Sentiment Index 2.0: Retail Optimism and Institutional Deleveraging
As of early July 2026, the comprehensive sentiment indicator for the US stock market peaked at 2.0, defined by the compilers as an extreme optimism range. According to a single source, this indicator aggregates retail and institutional positions and sentiment information, although the specific weights have not been made public. Based on historical performance, such readings are extremely rare—over the past five years, only the meme stock craze in 2021 and the peak of the AI-themed bubble in 2024 approached similar levels. The subsequent scripts are also quite consistent: after sentiment peaks, relevant stock indices have subsequently experienced corrections of around 5%–10%, providing a notable reference for the current "sentiment surge."
More importantly, the internal structure of this high sentiment level is not balanced. Data shows that retail investors maintain a very high risk appetite, with positions not significantly slowing down, as if the "doubling myth" from the last meme and AI boom is still playing on repeat; conversely, some institutional investors have begun to reduce their positions in tech stocks to tighten risk exposure ahead of time while the indices remain in optimistic ranges. An extreme optimism level of 2.0 in a sentiment index, composed together by retail ramping up and institutions retreating, is itself a divergence and a risk signal: in the past two similar scenarios, short-term corrections were not due to a single negative factor but often occurred when sentiment structures became imbalanced and chip distributions lost patience, leading the market to recalibrate the distance between optimism and reality through price fluctuations.
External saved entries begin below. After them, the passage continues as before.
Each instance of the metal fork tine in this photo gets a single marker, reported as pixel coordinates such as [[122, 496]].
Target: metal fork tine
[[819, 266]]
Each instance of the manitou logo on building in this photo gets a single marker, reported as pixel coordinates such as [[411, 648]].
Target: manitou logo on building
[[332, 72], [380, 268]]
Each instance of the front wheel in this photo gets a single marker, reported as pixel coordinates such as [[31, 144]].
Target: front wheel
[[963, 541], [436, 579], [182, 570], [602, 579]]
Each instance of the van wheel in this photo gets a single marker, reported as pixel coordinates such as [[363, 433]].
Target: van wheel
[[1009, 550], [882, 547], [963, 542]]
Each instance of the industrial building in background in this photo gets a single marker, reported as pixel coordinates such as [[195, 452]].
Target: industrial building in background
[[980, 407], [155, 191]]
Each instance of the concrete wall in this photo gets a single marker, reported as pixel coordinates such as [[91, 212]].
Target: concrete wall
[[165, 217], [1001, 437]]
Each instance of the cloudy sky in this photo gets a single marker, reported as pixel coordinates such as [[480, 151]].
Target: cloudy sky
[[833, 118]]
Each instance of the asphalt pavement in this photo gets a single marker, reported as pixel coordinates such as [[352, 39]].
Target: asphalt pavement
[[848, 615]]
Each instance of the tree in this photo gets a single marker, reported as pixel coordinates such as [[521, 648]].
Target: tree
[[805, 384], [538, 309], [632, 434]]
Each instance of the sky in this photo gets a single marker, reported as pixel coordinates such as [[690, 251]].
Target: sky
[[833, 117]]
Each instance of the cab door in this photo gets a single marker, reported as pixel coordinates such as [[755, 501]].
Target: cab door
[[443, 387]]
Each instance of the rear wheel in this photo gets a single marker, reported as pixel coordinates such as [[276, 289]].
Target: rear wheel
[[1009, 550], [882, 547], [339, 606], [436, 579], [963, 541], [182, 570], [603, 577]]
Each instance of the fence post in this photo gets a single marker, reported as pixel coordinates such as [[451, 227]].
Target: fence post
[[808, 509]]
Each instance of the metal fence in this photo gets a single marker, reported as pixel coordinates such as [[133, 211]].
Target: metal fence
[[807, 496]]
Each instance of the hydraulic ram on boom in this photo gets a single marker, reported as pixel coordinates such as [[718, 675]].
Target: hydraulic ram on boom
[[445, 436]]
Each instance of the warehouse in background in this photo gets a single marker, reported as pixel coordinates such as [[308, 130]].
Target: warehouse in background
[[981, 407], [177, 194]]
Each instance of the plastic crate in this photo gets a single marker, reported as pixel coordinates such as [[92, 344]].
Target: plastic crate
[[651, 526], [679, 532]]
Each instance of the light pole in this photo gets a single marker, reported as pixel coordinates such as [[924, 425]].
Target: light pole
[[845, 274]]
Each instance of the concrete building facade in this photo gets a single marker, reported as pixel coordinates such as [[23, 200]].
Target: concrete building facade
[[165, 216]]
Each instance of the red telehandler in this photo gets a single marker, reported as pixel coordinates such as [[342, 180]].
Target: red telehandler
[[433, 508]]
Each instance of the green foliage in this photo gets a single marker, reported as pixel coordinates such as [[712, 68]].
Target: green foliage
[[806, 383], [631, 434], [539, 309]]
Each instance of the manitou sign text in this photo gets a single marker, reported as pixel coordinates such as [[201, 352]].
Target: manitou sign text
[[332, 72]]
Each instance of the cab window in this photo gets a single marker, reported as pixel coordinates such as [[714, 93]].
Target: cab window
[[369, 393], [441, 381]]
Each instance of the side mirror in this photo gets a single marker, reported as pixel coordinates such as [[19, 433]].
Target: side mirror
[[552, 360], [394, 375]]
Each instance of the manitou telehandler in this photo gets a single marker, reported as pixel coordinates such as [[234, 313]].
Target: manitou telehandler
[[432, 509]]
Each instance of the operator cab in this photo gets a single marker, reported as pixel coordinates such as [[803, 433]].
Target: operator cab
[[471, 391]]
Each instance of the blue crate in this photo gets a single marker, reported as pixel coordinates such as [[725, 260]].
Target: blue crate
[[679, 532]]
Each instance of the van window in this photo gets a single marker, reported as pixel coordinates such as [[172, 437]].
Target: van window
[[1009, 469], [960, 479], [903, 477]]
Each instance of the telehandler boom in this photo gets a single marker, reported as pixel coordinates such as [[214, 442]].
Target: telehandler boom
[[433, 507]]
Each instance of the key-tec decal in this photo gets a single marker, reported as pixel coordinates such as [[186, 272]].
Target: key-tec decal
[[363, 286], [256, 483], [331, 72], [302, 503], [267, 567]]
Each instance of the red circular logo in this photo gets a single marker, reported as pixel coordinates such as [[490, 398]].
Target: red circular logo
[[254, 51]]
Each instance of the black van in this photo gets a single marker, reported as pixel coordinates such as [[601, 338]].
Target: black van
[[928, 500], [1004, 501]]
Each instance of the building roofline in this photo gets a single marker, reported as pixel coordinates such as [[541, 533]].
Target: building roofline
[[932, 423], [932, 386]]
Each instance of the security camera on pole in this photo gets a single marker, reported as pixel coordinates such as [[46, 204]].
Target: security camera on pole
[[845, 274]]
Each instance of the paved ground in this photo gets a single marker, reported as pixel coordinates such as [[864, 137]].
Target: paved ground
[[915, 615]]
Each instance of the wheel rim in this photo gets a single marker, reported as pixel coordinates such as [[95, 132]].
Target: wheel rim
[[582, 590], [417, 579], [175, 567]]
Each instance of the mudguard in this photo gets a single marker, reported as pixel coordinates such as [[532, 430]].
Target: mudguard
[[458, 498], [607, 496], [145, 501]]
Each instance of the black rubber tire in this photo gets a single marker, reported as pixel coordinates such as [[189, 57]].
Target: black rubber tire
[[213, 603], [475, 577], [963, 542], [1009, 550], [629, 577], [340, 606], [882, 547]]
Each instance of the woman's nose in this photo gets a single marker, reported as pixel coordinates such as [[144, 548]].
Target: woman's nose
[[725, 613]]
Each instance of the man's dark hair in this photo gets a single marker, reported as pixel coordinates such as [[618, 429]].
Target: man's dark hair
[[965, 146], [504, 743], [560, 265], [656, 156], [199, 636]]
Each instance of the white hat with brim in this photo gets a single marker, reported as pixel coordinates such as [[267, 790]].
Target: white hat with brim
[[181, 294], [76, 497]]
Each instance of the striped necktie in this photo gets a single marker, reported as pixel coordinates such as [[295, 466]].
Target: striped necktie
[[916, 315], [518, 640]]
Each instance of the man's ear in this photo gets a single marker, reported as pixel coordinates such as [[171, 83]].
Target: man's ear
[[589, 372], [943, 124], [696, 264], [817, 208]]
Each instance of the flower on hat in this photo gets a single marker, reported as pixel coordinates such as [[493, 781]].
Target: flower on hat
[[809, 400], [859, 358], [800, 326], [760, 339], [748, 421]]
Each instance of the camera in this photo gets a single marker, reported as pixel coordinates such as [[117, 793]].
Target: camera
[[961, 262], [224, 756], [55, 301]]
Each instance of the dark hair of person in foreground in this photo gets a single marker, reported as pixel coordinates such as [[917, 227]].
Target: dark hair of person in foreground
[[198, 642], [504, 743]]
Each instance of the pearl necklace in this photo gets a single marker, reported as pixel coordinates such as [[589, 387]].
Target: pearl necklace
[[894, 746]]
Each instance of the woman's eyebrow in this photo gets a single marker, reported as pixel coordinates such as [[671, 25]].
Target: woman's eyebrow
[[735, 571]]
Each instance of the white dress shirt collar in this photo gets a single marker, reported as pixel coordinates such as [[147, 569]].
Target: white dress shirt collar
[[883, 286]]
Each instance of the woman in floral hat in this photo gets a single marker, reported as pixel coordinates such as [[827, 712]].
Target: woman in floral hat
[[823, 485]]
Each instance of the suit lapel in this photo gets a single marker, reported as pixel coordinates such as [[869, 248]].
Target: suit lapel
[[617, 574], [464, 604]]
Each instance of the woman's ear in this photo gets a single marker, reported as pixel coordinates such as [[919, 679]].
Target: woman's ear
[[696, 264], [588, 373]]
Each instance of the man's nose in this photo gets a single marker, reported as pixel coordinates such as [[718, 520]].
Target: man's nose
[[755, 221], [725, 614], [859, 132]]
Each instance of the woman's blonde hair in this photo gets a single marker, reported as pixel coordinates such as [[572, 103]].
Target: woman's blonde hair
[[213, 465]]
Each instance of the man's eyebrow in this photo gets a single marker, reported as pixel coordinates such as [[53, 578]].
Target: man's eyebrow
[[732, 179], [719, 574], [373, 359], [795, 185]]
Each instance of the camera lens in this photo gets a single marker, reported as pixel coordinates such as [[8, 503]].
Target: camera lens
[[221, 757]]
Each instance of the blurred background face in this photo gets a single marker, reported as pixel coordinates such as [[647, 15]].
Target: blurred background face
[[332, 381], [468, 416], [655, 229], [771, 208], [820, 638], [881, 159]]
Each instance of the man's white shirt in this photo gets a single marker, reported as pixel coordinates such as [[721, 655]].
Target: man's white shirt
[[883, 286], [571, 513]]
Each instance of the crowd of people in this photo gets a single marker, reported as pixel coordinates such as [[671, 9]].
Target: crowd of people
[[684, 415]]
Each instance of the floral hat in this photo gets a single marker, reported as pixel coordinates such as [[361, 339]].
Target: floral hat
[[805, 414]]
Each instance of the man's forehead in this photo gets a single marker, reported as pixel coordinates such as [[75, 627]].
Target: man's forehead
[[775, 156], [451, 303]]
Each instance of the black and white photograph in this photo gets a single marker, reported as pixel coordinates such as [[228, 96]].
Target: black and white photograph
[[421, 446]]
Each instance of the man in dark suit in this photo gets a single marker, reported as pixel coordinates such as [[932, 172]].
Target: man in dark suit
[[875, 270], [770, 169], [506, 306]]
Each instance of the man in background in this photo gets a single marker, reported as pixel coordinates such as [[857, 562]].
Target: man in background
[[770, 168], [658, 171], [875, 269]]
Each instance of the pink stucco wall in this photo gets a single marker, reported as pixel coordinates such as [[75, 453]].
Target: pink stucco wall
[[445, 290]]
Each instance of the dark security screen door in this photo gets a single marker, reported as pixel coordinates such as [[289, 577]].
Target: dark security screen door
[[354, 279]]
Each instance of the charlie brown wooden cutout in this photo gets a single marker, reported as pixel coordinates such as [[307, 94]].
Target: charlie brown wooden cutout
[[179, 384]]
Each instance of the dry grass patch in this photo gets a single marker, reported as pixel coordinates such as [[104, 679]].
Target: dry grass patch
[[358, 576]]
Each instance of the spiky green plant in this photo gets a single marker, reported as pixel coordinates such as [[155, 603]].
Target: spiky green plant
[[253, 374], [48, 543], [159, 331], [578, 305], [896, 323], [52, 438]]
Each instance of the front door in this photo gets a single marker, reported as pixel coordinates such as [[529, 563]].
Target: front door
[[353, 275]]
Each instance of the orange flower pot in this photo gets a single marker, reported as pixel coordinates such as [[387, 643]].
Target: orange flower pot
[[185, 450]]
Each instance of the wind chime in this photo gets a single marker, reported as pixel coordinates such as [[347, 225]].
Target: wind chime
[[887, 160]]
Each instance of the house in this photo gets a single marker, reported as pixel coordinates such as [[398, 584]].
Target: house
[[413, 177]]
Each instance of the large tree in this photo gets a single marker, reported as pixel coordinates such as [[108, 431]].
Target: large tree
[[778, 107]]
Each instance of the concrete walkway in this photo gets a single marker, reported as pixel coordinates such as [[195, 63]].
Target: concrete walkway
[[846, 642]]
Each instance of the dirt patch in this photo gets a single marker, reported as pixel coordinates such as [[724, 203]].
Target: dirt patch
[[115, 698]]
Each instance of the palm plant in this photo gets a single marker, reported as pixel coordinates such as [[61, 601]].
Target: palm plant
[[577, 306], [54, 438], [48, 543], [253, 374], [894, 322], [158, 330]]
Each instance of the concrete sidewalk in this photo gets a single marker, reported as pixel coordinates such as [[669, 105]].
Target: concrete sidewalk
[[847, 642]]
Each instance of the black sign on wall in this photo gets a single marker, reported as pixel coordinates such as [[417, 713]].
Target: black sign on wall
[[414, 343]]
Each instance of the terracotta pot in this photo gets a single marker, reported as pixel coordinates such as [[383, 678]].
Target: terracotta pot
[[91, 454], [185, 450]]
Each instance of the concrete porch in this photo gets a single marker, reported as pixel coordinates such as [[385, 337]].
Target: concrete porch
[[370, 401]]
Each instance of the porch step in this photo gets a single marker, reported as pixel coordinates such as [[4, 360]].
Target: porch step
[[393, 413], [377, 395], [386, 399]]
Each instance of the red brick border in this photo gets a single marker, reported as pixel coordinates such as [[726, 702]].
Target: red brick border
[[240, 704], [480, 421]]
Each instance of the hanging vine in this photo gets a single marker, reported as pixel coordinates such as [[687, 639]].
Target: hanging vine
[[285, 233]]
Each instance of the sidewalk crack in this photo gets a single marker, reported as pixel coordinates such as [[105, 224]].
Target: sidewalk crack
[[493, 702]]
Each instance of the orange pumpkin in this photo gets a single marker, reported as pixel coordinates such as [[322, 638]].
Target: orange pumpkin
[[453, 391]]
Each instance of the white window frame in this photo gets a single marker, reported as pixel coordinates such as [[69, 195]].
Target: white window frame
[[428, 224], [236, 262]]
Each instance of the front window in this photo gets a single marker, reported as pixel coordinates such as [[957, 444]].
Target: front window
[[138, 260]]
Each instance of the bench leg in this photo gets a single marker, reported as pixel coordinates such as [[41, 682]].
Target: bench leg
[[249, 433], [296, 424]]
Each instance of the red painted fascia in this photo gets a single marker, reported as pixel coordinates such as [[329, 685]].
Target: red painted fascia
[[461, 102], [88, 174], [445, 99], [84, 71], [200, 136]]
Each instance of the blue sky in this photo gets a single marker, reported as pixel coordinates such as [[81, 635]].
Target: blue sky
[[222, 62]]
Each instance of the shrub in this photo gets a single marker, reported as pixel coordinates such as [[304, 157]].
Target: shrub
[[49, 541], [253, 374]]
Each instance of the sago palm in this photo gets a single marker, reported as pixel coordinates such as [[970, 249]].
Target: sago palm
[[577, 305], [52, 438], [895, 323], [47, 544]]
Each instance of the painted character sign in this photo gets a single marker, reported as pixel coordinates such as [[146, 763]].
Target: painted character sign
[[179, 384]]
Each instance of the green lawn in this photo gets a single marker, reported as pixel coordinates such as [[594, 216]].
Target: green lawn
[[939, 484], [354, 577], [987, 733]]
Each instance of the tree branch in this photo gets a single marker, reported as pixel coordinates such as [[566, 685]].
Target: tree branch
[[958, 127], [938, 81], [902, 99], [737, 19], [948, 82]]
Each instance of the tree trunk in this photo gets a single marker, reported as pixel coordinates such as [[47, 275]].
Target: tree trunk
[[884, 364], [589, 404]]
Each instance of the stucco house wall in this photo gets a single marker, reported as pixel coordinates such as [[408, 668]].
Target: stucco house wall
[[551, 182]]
Looking Ahead to the Second Half of 2026: Filtering Noise with On-Chain and Compliance
At the midpoint of 2026, with Delgado's Ponzi guilty plea, Polygon entering deflation based on founder statements, Circle removed from the growth index, and the US stock market sentiment indicator surging to 2.0, a kind of "noise overload" emerges on the same canvas: on one side, the false innovation packaged as "high-yield crypto pools" is exposed, while on the other, public chains attempt to reshape token economic models through fee burning and negative net issuance. Traditional index compiling institutions are re-defining whether compliant crypto companies like Circle can indeed be considered growth stocks, and the divergence of retail sentiment and institutional positions adds a high-saturation risk color to this picture. In this mixed narrative and extreme sentiment phase, what is truly worth tracking is not the next slogan, but rather long-term signals that can be tested on-chain and by systems: whether regulators will introduce more detailed rules for high-yield crypto products after the Ponzi case, whether Polygon's so-called annual deflation will be verified or corrected in independent audits and more transparent on-chain disclosures, the fundamentals of Circle and whether it can find new positioning in other indices or sectors, and the correspondence between the future months' descent pace of the US stock market comprehensive sentiment indicator and tech stock performance. These four clues will determine whether the current noise is absorbed into new order by the market or simply proved to be a transient amplification of sentiment.